Compressive Transformer

The Compressive Transformer is a type of neural network that is an extension of the Transformer model. It works by mapping past hidden activations, also known as memories, to a smaller set of compressed representations called compressed memories. This allows the network to better process information over time and use both short-term and long-term memory.

Compressive Transformer vs. Transformer-XL

The Compressive Transformer builds on the ideas of the Transformer-XL, which is another type of Transformer model. The Transformer-XL maintains a memory of past activations at each layer to preserve a longer history of context. However, the Transformer-XL discards past activations when they become sufficiently old. This is controlled by the size of the memory. In contrast, the Compressive Transformer compresses these old memories and stores them in an additional compressed memory.

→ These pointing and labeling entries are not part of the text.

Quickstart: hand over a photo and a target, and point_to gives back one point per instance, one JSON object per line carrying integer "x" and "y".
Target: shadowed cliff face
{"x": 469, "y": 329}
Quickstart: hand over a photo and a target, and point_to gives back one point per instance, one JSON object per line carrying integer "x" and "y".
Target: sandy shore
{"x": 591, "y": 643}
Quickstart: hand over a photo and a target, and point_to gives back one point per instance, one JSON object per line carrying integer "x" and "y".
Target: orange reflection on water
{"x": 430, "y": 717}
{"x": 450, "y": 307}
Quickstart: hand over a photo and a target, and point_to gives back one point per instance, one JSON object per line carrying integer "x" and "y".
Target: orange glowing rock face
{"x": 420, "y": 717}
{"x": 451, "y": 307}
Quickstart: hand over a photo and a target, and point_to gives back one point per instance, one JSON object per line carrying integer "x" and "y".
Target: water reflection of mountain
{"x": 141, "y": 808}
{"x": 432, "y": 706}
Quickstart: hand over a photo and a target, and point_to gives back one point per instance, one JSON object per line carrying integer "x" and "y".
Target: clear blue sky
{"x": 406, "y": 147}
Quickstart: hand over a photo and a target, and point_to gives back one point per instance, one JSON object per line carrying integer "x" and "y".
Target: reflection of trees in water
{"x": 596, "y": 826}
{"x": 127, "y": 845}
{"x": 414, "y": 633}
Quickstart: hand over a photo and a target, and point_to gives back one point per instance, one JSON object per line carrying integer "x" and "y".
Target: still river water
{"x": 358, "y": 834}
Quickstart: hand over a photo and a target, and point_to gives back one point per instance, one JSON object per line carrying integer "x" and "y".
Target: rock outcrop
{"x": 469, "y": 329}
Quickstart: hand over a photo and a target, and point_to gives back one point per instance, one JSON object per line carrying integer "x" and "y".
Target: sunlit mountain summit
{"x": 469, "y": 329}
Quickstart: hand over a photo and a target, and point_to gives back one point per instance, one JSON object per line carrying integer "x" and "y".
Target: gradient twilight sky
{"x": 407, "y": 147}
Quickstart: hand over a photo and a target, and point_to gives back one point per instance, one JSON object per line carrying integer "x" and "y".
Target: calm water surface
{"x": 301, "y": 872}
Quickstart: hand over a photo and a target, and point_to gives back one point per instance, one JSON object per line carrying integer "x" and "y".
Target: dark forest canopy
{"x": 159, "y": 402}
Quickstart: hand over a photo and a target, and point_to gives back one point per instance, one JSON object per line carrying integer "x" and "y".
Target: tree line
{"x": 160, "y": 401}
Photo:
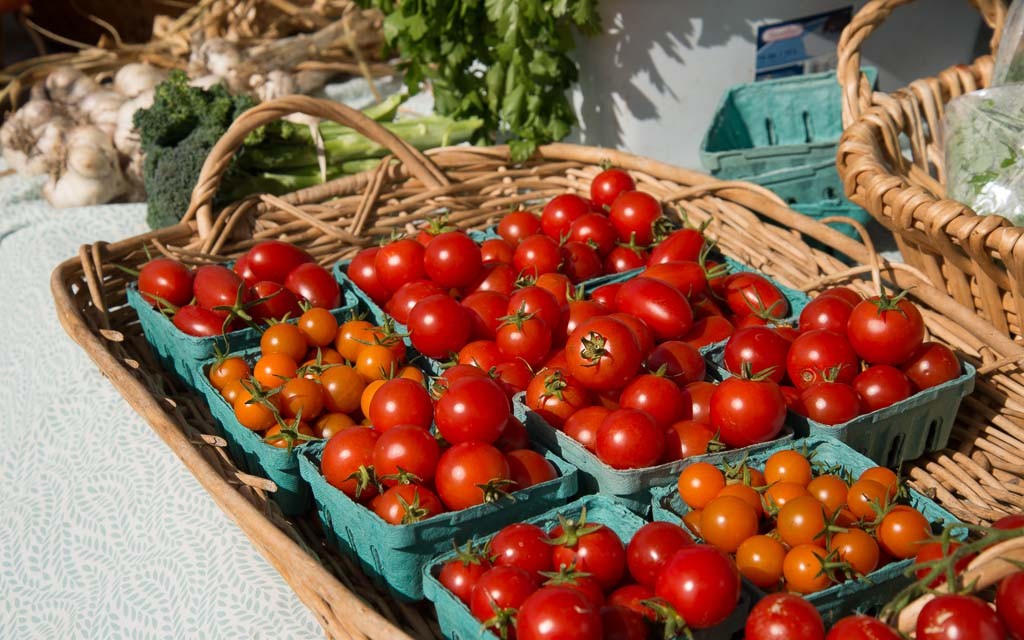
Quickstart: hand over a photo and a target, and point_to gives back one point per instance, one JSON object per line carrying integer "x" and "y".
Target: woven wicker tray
{"x": 978, "y": 478}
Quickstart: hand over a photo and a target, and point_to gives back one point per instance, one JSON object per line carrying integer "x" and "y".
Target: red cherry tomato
{"x": 608, "y": 184}
{"x": 517, "y": 225}
{"x": 881, "y": 386}
{"x": 399, "y": 262}
{"x": 634, "y": 214}
{"x": 885, "y": 333}
{"x": 560, "y": 212}
{"x": 629, "y": 438}
{"x": 165, "y": 280}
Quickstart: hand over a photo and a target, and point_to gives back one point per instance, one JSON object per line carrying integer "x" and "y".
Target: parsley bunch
{"x": 503, "y": 60}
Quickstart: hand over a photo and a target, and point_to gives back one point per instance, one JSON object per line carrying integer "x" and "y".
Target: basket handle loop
{"x": 857, "y": 94}
{"x": 201, "y": 206}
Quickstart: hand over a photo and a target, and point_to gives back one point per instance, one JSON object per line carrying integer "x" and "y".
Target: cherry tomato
{"x": 699, "y": 483}
{"x": 165, "y": 280}
{"x": 886, "y": 332}
{"x": 453, "y": 260}
{"x": 400, "y": 401}
{"x": 439, "y": 326}
{"x": 523, "y": 546}
{"x": 759, "y": 559}
{"x": 783, "y": 615}
{"x": 461, "y": 573}
{"x": 953, "y": 616}
{"x": 591, "y": 548}
{"x": 748, "y": 293}
{"x": 582, "y": 426}
{"x": 608, "y": 184}
{"x": 818, "y": 353}
{"x": 602, "y": 353}
{"x": 931, "y": 365}
{"x": 655, "y": 394}
{"x": 680, "y": 245}
{"x": 802, "y": 569}
{"x": 537, "y": 255}
{"x": 517, "y": 225}
{"x": 634, "y": 214}
{"x": 346, "y": 461}
{"x": 556, "y": 613}
{"x": 861, "y": 628}
{"x": 472, "y": 410}
{"x": 625, "y": 258}
{"x": 404, "y": 504}
{"x": 760, "y": 349}
{"x": 727, "y": 521}
{"x": 658, "y": 304}
{"x": 595, "y": 229}
{"x": 471, "y": 473}
{"x": 560, "y": 212}
{"x": 747, "y": 412}
{"x": 1010, "y": 604}
{"x": 363, "y": 271}
{"x": 827, "y": 312}
{"x": 501, "y": 588}
{"x": 629, "y": 438}
{"x": 701, "y": 584}
{"x": 902, "y": 531}
{"x": 830, "y": 402}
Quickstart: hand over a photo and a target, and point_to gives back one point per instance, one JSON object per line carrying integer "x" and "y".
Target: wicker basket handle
{"x": 220, "y": 156}
{"x": 856, "y": 89}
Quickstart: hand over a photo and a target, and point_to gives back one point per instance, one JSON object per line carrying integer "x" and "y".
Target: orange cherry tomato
{"x": 802, "y": 521}
{"x": 301, "y": 394}
{"x": 759, "y": 559}
{"x": 727, "y": 521}
{"x": 902, "y": 531}
{"x": 343, "y": 387}
{"x": 286, "y": 339}
{"x": 864, "y": 496}
{"x": 885, "y": 477}
{"x": 745, "y": 494}
{"x": 802, "y": 569}
{"x": 318, "y": 326}
{"x": 830, "y": 491}
{"x": 228, "y": 370}
{"x": 858, "y": 549}
{"x": 787, "y": 466}
{"x": 699, "y": 483}
{"x": 777, "y": 495}
{"x": 273, "y": 369}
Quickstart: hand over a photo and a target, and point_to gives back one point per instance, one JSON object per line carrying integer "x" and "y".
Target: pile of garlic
{"x": 80, "y": 134}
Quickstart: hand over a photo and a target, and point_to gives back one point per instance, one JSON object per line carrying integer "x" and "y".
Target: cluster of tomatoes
{"x": 312, "y": 378}
{"x": 792, "y": 529}
{"x": 581, "y": 581}
{"x": 268, "y": 283}
{"x": 407, "y": 474}
{"x": 946, "y": 616}
{"x": 849, "y": 355}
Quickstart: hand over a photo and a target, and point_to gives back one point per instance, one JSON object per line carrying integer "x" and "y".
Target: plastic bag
{"x": 1010, "y": 57}
{"x": 984, "y": 150}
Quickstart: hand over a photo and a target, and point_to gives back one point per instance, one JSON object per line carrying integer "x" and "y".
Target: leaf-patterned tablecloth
{"x": 103, "y": 532}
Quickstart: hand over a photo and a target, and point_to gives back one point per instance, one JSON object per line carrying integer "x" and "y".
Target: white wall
{"x": 650, "y": 83}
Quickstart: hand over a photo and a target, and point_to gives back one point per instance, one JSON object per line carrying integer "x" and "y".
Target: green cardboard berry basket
{"x": 890, "y": 436}
{"x": 865, "y": 596}
{"x": 457, "y": 622}
{"x": 184, "y": 354}
{"x": 393, "y": 555}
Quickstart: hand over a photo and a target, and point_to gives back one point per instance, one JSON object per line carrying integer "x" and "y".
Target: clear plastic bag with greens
{"x": 984, "y": 150}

How the Compressive Transformer Works

At each time step, the oldest compressed memories are discarded in a first-in, first-out (FIFO) order. Then, the oldest n states from the ordinary memory are compressed and shifted to the new slot in the compressed memory. During training, the compressive memory component is optimized separately from the main language model, which helps the network learn to better process information over time.

Benefits of the Compressive Transformer

The Compressive Transformer has several benefits over the Transformer model. By compressing old memories instead of discarding them, the network can better retain information over time. This allows the network to better understand context and make more accurate predictions. Additionally, because the compressive memory component is optimized separately from the main language model during training, the network can learn more quickly and accurately.

Overall, the Compressive Transformer is an innovative approach to improving the performance of neural networks. By compressing old memories and maintaining both short-term and long-term memory, this advanced model has the potential to revolutionize the field of natural language processing and other areas of artificial intelligence.